I'd like to do something similar for the community that's looking at journalism and new media. But there are already a number of active bloggers out there on these subjects, and there's no reason for them to uproot and move to some common Scoop site. Instead, the way I'm setting up this site, people should be able to simply syndicate their posts here—they need not do anything more than post to their home blog, and it will still show up on Unevenly Distributed, with a permalink back to the original post. At the same time, new bloggers or people who'd rather not mess installing Wordpress, MT or the like can host their blogs on this site if they chose. I'm hoping that this arrangement has the potential to grow the community—new bloggers would get featured in the feeds along with more established ones, thus encouraging participation; existing bloggers who might be outside of the existing "Carnival of Journalism," say, could sign themselves up; and ultimately the site might serve as a hub that drives traffic and new readers to existing blogs.
But if that's the plan, why not just leave it at an RSS feed that aggregates different blogs? Well, a feed isn't a very participatory way of doing things. When I started talking with folks, they pointed me in the direction of social software platforms like Ning and PHPizabi, which aggregate blog content, but also let people communicate in a rich variety of ways, sharing media and messaging one another in a manner that goes beyond a simple blog carnival. These are platforms that basically add social networking tools to "old fashioned" carnival blogging. And that's what I'd like here.
But I'd like to do it in a way that, as I said, doesn't force established bloggers to uproot and move to a new site. And unfortunately, the tools I just mentioned require people to do that. It'd be nice to give people the option to host their blog locally, but forcing established writers onto a new platform would be counterproductive and risky.
So, in summary, here are the requirements:
(1) Provide blog aggregation, with social networking tools built in.
(2) Allow bloggers anywhere to syndicate all or some of their content to the site, without moving their hosting arrangement, while still giving them access to the social networking tools that the site provides.
(3) Simultaneously allow new bloggers, or ones who'd like to move to host their blogs on the site.
(4) Let people use their social network login to post comments to blogs anywhere within this confederation of blogs.

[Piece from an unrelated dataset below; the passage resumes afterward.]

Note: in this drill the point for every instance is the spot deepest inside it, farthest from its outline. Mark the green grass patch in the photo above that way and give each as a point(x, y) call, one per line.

The platform I've settled on to do this is BuddyPress, which is a variant of the blog hosting software WordPress Mu. It effectively turns the WordPress MU installation into a social networking site. Since WordPress is at the heart of it, though, it should be able to handle posts syndicated from other sites—as this functionality has been available for some time through plugins like FeedWordPress and software/plugin hybrids like ReBlog.
I'm sure it'll require a lot of tinkering to get it to work properly. In the meantime, if you have suggestions or think I've overlooked something, please let me know. I'm at a busy point in my life right now, so this will take me awhile to complete. But bear with me and please keep the feedback coming. I'll take everything I can to heart while trying to stave off the sort of feature-creep that would keep the site from launching indefinitely.